At the party everyone asked where Gteen was and all we could tell them was that he had done a runner and we didn't know where he was. We had a lovely day and the rain stayed away for most of the afternoon. We got back home well after dark to discover no Gteen, but signs that he had been sitting in the porch for a time. He eventually came in about an hour later. He disappeared up to bed straight away and we decided to deal with him in the morning.

Lala was 14 only 8 years ago and was a bit of a rebel herself. She was great on Friday evening, calming me down from my extremely angry state and offering her two cents worth of advice, which was a much calmer response than the way I felt like dealing with him.

We've dealt him a few consequences and banned him from a few things and told him that if he wants to live with us then he needs to follow the house rules that we all live by. If he wants to do something like that again then he can go and live somewhere else. If he thinks that he can do better with his friends then with us at home then don't bother coming back. Hope that he will take what we say seriously and realise that we love him and care for him and are the better option for his well being.

8 comments:

Anonymous said...

Oh boy. We know how dad would have dealt with that .... never worked with you though!

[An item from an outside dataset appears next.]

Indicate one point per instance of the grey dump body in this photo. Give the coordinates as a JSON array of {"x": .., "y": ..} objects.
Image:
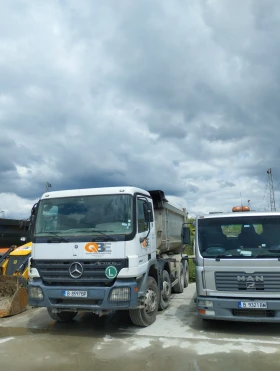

We seem to be lacking effective means to enforce limits.

So glad I'm not a dad .... I don't think?

meredic said...

It sounds so familiar Blonde. No easier for that I know, but families are going through this all over the country. Including the Townhouse.

Theblonde said...

He went off again yesterday and agin, wouldn't answer or return our calls.
So today we have had to stand by our consequence for this kind of behaviour and lack of respect for us and there is a bag and a note on the doorstep for him to go away and think about!

Theblonde said...

Oh, and meredic - so what does She of the townhouse resort to?
My commiserations to her.....

Anonymous said...

Dont let him move out because once he goes it becomes all the harder to bring him around. Once you have lost touch communication becomes that much harder. Keep talking to him and just try and hang on in there. Try and negotiate some sort of "compromise" that lets him have his freedom but he still has his base with you. Eventually he will come round and see that he is being unreasonable.

Theblonde said...

Anonymous - yes, you're right, I won't kick him out, I was advised to do that by a friend who hasn't got kids and only knew what worked for her when she was that age and was a rebel that went where and when she wanted to.
As another friend said to me this morning.....deep down he is a decent lad, with a good solid core that he doesn't see because of all the grit and dirt of teenage emotions sticking to it at the moment.......

JoeinVegas said...

We had problems with ours like that. We eventually did kick him out, and he wandered between friends. It was much less stressful on all of us.
Now, many years later, he turned out OK but at the time we were at wit's end with him, and had absolutely no idea what to do.

Anonymous said...

:-) Couldn't resist posting on this one. Lala sent me the link (I'm her long suffering Mum!). Please try not to worry too much about this, they do grow up and turn into terrific human beings eventually.......
Lala was picked up by the same ambulance crew twice or three times (not saying what for she will tell you herself) and was also on first name terms with the local law (now that is a laugh!)
One thing you can say is life is never dull!!!
Please don't despair over your little rebels - they will be great in a couple of years, or three, or four....:-)
Sends a hug to The Blonde for being a great Mum!!!!!